All That Is Air Melts into Air
One of the internet’s greatest strengths is also one of its major problems: its ability to commoditize information. Like the long succession of technologies that preceded it, the internet ingests and compresses a messy, heterogenous world, offering a simplified representation that is easier to manipulate as pure data. This is obvious—or at least, has been obvious historically, but becomes less so as the digital and physical merge and their hyperreality envelops us more completely. Today, with less and less firm ground to stand on, it is harder to interpret what we see online as a lossy compression, and more tempting to accept it as the world itself—if for no other reason than the growing accessibility of the representation relative to the real. The contemporary bugman, having re-entered Plato’s Cave, experiences the philospher’s allegory in reverse; as more people follow suit, the belief becomes more true.

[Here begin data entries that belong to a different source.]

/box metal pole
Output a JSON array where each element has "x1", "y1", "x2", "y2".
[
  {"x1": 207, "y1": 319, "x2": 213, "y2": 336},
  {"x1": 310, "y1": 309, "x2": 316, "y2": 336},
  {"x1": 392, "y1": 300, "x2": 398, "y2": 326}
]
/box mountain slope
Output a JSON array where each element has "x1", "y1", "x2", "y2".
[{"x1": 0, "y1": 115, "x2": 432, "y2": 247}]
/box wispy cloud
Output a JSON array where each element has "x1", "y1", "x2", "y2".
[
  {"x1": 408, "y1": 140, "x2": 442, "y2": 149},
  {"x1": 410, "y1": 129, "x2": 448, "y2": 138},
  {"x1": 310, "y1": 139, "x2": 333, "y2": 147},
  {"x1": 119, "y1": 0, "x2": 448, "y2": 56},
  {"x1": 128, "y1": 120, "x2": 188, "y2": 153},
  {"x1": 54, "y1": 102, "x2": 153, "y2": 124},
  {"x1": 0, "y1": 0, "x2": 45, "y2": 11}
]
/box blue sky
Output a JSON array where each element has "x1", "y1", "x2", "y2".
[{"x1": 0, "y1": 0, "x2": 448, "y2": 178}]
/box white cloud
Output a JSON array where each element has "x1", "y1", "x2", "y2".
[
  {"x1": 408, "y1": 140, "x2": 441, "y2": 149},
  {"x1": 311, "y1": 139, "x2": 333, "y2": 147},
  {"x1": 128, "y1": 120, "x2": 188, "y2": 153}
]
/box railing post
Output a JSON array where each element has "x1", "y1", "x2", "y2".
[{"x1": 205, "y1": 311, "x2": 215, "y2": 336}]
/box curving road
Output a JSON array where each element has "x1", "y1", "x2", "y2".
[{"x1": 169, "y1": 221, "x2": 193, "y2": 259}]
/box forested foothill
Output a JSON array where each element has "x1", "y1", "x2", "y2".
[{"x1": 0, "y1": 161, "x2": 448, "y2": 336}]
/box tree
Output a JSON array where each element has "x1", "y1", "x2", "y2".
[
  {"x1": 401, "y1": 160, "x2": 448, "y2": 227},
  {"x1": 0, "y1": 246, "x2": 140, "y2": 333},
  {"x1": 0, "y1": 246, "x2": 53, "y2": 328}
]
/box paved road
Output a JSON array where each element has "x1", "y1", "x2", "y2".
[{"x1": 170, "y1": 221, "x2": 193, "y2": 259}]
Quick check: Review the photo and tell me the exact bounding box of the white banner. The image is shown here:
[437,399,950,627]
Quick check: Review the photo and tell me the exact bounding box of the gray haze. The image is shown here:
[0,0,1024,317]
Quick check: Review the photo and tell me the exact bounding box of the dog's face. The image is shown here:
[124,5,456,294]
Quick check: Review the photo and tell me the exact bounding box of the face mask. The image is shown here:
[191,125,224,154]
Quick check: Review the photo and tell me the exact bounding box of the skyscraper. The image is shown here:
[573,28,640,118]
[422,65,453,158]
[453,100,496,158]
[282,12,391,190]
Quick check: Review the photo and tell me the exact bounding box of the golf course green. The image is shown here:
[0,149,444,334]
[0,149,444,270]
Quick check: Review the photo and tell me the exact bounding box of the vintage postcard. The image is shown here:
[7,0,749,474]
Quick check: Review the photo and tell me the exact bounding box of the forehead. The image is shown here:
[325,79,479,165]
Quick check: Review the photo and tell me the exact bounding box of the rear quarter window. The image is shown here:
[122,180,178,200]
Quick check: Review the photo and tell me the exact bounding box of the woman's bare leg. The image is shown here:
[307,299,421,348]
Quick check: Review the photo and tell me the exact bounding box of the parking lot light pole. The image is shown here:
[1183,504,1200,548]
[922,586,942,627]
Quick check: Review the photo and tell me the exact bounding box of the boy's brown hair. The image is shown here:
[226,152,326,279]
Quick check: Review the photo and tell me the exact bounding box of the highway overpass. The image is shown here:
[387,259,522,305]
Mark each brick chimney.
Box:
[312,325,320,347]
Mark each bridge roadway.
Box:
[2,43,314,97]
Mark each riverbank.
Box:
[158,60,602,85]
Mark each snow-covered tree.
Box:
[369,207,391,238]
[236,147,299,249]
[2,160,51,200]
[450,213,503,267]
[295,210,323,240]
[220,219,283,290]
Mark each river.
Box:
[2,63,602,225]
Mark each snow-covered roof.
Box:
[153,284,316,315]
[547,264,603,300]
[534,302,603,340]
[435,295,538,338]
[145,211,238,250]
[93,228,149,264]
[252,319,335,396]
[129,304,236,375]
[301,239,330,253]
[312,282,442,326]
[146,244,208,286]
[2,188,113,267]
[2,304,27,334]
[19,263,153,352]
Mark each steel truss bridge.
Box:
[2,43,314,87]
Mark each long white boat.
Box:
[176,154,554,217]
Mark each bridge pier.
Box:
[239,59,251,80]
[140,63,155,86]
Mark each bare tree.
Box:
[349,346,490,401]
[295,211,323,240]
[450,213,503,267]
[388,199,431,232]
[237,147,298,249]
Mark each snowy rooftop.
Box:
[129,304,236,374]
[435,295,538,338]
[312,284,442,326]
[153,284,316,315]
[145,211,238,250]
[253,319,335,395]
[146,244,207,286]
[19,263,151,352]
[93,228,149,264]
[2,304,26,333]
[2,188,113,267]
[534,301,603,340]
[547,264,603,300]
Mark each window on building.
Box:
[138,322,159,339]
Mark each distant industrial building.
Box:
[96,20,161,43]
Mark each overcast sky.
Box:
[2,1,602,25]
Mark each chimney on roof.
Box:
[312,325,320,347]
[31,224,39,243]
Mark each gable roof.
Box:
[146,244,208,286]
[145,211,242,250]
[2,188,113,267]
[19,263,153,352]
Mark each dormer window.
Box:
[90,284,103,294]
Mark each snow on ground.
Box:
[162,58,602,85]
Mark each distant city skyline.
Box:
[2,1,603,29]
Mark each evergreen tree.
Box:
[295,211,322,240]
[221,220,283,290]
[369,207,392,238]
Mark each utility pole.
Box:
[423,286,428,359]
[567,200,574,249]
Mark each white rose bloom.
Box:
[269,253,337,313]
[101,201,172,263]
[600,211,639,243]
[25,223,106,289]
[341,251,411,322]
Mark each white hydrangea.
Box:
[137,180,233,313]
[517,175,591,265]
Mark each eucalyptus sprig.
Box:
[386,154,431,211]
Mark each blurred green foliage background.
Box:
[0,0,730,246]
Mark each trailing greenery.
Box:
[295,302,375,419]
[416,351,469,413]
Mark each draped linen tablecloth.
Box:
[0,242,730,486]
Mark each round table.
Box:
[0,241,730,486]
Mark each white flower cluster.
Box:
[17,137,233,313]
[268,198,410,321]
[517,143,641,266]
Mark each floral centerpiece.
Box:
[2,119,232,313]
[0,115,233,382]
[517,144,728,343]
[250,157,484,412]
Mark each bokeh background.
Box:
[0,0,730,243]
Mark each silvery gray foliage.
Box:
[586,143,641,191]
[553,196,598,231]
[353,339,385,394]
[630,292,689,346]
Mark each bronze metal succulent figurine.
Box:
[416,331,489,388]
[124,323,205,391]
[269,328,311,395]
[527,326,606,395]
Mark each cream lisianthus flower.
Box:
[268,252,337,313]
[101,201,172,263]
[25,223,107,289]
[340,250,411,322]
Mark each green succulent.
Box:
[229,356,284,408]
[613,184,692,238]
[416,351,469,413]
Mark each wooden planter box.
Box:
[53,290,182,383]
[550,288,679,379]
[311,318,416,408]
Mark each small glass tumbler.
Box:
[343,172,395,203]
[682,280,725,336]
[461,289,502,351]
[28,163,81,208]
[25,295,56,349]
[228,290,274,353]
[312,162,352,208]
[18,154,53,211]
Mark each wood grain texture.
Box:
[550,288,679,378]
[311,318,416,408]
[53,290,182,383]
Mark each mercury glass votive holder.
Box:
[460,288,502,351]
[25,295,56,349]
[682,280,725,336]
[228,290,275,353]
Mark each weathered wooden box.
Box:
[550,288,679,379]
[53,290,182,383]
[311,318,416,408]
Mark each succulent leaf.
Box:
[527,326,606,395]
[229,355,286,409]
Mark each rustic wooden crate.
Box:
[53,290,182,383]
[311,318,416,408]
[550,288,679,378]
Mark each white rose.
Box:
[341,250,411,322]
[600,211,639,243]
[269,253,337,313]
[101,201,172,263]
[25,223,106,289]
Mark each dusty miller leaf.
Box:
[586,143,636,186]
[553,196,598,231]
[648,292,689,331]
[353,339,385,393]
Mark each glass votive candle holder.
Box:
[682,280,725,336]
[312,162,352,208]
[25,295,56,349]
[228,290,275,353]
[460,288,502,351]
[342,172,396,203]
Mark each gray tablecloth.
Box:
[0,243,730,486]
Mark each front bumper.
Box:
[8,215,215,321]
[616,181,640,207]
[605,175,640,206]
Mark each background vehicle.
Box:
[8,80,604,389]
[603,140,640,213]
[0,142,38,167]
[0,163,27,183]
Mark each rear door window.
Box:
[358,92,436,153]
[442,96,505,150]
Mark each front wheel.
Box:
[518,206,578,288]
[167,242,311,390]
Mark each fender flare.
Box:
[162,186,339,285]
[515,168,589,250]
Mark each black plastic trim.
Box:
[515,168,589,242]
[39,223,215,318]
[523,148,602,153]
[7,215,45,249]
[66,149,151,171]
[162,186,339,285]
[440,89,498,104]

Digital technology makes everything more fungible1—including people. That is, it emphasizes the unambiguous and quantifiable while minimizing or altogether erasing the unique and ineffable (or reframing it as statistical noise), thereby increasing the interchangeability and comparability of digital objects and maximizing their potential for frictionless circulation. As Robin Sloan writes, “the correct 21st-century definition of ‘content’ isn’t ‘generic media’ but rather ‘the specific kind of media designed for platforms and algorithms’…You know it’s ‘content’ if the form is provided by someone else.” Digital infrastructure requires a standardized form. In this manner, the internet both mirrors and supports the globalizing, homogenizing tendency that has characterized recent history. Platformization is to information what containerization is to physical goods.